In September 1967, the company began pilot production of disk packs plug-compatible with IBM's offerings, occupying a facility in San Jose that cost the founders $750,000 to build. Yaconelli described their relationship with IBM as symbiotic in 1967, with the latter eager to supply the licenses for their disk pack patents. Helped by this relationship, Caleus became the second-largest manufacturer of disk packs in the world by July 1968, trailing only IBM. This was only five months after achieving full-scale production from its San Jose facility. The company both sold its drives to end users via distributors as well as taking volume orders from OEM resellers. With a capacity to manufacture up to 40,000 packs per year, Caelus generated roughly £2 million in revenues in less than a year after opening.

Caelus' steady rise was punctuated by their acquisition in full by EM&M in January 1969. The terms of the acquisition were reportedly $3 million in a stock swap.

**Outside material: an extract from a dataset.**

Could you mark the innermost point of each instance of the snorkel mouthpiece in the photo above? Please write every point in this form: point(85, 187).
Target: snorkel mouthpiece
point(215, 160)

Following the acquisition, Caelus became a subsidiary of EM&M. Yaconelli left to found his second venture, Katun Corporation, a systems integration company, in San Jose. He eventually returned to Memorex, becoming its VP of marketing.

The company shirked developing any Winchester-style drives, preferring to stay loyal with traditional disk packs despite Winchesters steadily overtaking market share since its invention in the early 1970s by IBM. In 1976, Sperry Rand acquired Caelus' San Jose factory from EM&M for an undisclosed sum. Caelus continued to operate as a subsidiary from EM&M's Encino headquarters but stagnated until 1978 when EM&M charged the executive Ed Farris with a turnaround of the division. Caelus continued to lead the disk pack market until their parent company EM&M was acquired by Titan Systems in 1985.